Two new books cause us to remember things that most would like to forget. The Half-Life of History: The Atomic Bomb and Wendover Air Base and Chernobyl Zone (I) look at the Atomic Age through photographs.
The first photographic essay The Half-Life of History: The Atomic Bomb and Wendover Air Base is by photographer Mark Klett and focuses on the Wendover Air Base airfield where the Enola Gay was built before it dropped an atomic bomb on Hiroshima in 1945. Wendover was taken out of commission in 1949 and has been decaying since then.
The second title Chernobyl Zone (I) is a book of photographs by the Russian photographer Andrej Krementschouk. His collection brings us into the restricted area around Chernobyl where a melt down took place at Reactor No. 4 in April 1986.

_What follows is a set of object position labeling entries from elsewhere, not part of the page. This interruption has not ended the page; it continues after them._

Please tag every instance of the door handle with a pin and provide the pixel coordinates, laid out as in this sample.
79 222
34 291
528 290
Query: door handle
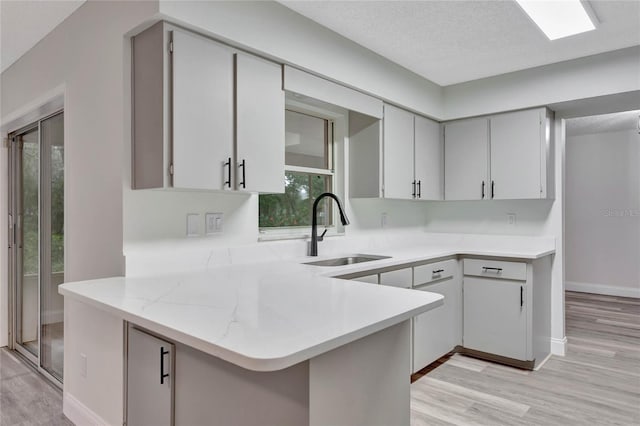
244 179
163 375
228 181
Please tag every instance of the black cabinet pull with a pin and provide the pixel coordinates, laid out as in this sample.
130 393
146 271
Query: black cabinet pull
228 181
162 373
244 179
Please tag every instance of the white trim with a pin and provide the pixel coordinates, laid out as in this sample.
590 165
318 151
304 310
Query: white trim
78 413
559 346
605 289
541 363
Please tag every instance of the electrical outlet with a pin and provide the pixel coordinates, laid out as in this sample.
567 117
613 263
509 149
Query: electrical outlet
214 223
83 365
193 225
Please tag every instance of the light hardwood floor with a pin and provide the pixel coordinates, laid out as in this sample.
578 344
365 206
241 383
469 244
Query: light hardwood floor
596 383
26 398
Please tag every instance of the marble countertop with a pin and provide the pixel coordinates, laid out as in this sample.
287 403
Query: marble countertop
274 313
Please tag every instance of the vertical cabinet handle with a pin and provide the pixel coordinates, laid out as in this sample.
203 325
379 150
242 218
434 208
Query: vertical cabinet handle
244 179
163 375
228 181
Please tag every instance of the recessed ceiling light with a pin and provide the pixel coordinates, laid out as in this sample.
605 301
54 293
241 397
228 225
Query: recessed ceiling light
558 18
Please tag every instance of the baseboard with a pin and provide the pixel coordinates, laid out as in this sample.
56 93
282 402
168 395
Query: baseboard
559 346
78 413
604 289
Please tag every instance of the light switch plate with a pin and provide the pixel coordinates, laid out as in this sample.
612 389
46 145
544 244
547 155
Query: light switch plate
214 223
193 225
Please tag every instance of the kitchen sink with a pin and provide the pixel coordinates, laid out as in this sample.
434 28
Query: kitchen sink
347 260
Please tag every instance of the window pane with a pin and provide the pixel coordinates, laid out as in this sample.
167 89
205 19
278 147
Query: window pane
294 207
306 141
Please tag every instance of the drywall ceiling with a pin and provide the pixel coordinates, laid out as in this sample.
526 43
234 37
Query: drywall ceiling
628 120
24 23
452 41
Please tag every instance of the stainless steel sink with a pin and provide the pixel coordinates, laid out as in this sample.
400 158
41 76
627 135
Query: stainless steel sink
347 260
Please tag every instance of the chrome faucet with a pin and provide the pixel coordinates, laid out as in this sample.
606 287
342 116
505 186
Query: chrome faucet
313 247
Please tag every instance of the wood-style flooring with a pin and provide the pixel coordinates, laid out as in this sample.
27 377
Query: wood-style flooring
26 398
596 383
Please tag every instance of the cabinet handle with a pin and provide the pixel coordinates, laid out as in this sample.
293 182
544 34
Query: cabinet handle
162 373
228 181
244 180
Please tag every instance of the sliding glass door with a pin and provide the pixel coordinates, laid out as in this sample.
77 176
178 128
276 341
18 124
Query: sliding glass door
37 235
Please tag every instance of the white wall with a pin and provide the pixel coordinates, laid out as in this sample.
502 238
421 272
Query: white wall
603 213
84 59
599 75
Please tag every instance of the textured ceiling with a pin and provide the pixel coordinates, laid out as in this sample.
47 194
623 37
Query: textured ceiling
24 23
452 41
628 120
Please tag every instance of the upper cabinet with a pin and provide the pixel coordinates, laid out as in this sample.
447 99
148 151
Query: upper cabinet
400 158
204 115
501 157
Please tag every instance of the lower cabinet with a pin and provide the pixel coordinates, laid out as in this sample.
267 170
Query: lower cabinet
506 310
495 317
150 380
439 331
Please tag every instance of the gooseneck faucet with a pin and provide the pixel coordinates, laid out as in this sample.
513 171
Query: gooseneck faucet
313 247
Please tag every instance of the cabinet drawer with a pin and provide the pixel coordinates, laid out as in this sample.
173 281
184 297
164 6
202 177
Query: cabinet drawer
373 279
496 269
424 274
400 278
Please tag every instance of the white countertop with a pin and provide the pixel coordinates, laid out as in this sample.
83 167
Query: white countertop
270 315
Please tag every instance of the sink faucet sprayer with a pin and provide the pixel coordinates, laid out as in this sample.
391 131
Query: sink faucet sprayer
313 247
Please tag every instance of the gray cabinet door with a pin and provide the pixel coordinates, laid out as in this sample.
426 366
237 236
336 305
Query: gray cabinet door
438 331
202 77
260 132
466 160
398 153
149 380
516 168
428 159
495 317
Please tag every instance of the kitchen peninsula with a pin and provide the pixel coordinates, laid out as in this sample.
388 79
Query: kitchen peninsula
276 341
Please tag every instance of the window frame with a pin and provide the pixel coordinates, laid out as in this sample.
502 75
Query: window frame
301 232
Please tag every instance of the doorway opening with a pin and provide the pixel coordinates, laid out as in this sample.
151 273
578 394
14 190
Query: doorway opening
36 243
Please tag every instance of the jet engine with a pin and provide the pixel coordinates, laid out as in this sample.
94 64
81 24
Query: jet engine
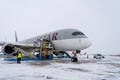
8 48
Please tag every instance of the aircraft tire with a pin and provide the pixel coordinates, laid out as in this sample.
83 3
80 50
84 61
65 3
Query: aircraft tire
74 59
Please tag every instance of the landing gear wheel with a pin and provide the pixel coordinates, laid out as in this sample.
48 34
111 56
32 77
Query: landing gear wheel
73 59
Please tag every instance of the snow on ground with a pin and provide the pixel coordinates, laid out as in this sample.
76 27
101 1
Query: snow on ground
62 69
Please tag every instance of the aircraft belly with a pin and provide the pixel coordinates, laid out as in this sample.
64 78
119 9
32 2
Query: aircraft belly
67 44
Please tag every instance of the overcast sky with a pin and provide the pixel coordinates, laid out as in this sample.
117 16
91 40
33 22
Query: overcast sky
98 19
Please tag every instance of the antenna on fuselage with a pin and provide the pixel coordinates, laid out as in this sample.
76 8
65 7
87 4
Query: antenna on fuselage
16 38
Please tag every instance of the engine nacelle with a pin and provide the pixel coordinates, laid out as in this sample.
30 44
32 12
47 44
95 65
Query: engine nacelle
8 48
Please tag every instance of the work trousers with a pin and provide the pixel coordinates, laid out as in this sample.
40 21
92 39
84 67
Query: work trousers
18 60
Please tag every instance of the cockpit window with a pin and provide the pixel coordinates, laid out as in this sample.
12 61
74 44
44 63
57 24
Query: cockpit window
77 33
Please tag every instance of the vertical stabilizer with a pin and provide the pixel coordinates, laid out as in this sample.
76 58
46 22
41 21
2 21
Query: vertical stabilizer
16 38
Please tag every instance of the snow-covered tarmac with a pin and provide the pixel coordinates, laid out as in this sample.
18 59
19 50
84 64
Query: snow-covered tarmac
62 69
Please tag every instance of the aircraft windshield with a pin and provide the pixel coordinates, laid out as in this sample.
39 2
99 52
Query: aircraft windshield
77 33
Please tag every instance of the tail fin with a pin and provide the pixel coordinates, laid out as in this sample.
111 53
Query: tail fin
16 38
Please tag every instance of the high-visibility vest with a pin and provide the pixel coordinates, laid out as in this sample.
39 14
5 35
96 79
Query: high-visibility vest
19 55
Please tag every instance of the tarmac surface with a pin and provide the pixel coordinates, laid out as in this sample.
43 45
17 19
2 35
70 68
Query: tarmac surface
62 69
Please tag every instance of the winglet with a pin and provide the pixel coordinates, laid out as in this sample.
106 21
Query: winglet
16 38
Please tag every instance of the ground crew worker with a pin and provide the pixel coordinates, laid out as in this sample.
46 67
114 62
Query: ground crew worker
19 56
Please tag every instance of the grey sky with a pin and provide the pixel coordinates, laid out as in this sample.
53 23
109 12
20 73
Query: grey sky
98 19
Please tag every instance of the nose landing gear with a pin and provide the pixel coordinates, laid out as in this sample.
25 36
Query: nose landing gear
74 58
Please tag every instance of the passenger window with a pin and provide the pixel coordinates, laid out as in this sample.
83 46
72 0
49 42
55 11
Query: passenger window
77 33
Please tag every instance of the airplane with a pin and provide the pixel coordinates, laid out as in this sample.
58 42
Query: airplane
63 40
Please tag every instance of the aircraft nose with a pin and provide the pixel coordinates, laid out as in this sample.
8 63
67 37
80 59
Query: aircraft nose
85 43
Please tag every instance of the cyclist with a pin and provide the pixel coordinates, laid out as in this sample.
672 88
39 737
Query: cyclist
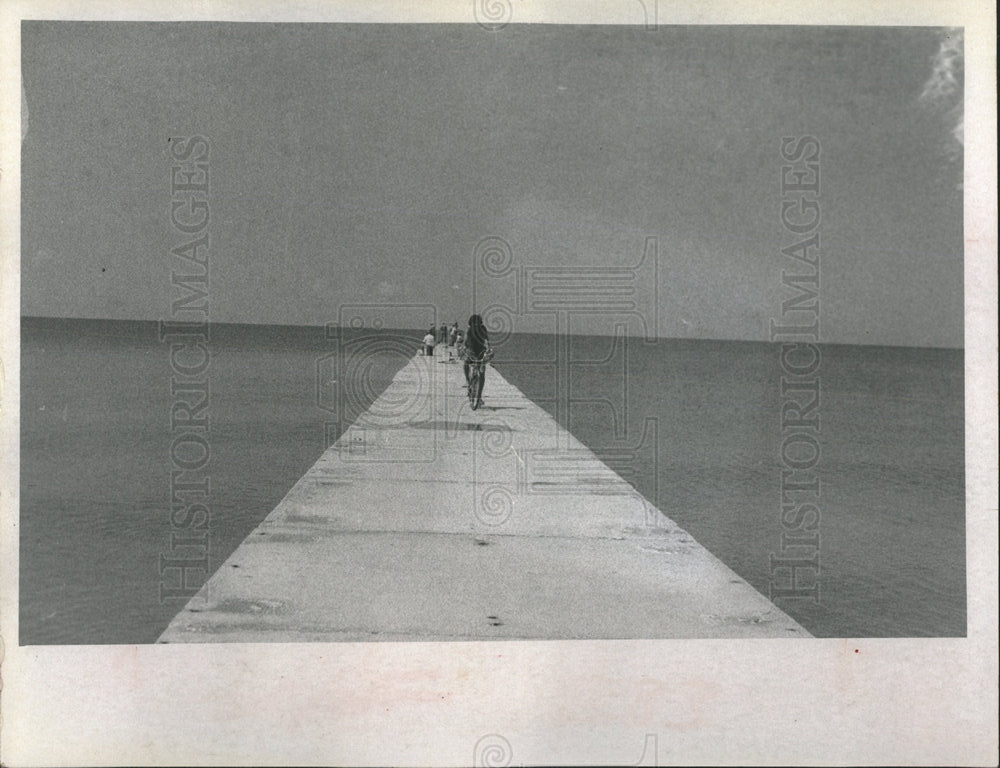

Both books examine how life goes on after these disasters. The Wendover title looks at a deserted landscape where above the sky may be blue but looks down on a remains of a building that brought a horror to the Japanese people. The Chernobyl title looks at more devastation, not at a deserted landscape but at a group of people who were there when the melt down happened. They lived there under the blue sky on April 4, 1986 and they still live there trying to cope with the disaster that for many destroyed their way of life. Krementschouk writes, "It’s a hymn to life, if you will — to live in a place where living is virtually impossible."